The new study has found out that the illness has eliminated 11 percent to 73 percent of protective antibodies in children. Some of the children lost around 33 percent of disease-specific antibodies after being diagnosed with mild measles. The Children, who have not been given measles shots, lost a median of 40 percent of existing disease-specific antibodies due to severe measles. Around 20 percent of children lost half of their protective antibodies to most pathogens. Some children lost 70 percent of their antibodies. The finding of the research has created a panic among health officials.
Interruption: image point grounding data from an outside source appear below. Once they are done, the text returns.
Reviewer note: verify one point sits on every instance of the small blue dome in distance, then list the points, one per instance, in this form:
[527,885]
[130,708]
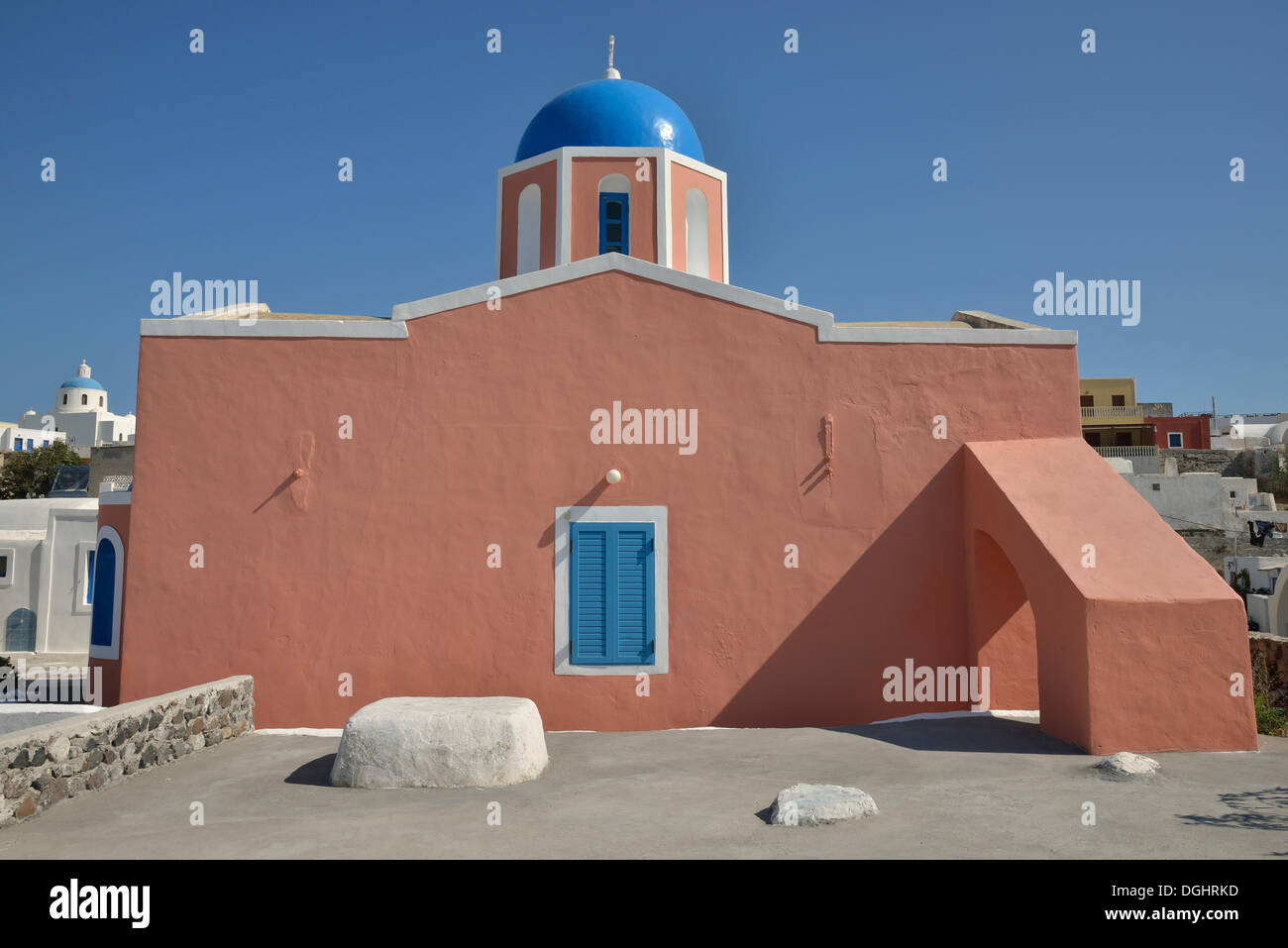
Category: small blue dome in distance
[608,112]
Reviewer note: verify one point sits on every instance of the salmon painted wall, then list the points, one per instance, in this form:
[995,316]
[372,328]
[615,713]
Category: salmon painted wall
[1137,636]
[475,429]
[682,179]
[587,174]
[117,517]
[546,178]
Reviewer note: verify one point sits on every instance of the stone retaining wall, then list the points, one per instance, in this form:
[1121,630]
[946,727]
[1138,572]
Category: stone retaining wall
[43,766]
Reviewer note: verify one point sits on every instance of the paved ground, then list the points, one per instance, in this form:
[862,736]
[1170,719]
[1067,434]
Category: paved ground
[22,716]
[957,788]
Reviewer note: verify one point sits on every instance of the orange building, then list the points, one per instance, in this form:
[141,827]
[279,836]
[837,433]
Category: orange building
[616,484]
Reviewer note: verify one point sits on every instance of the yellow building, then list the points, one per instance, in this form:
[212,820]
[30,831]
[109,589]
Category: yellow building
[1112,421]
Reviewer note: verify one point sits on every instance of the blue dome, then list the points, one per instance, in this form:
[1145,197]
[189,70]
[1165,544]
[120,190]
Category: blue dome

The study shows that measles has a prolonged effect on host resistance, which can last for two or three years. It can also increase the number of non-measles death.
Measles is highly infectious and can be multiplied with the virus coughs, exhales, and sneezes. The virus infects through the respiratory tract and penetrates through immune cells that sit at the interface of the bloodstream and lungs. Measles affects around 7 million people every year across the globe. It causes more than 100,000 deaths around the world. A decline in the rate of vaccination has led to a 300 percent increase in measles infection since 2018. The United Kingdom has been demoted from its measles free status recently due to a fall in mumps, measles, and rubella immunization.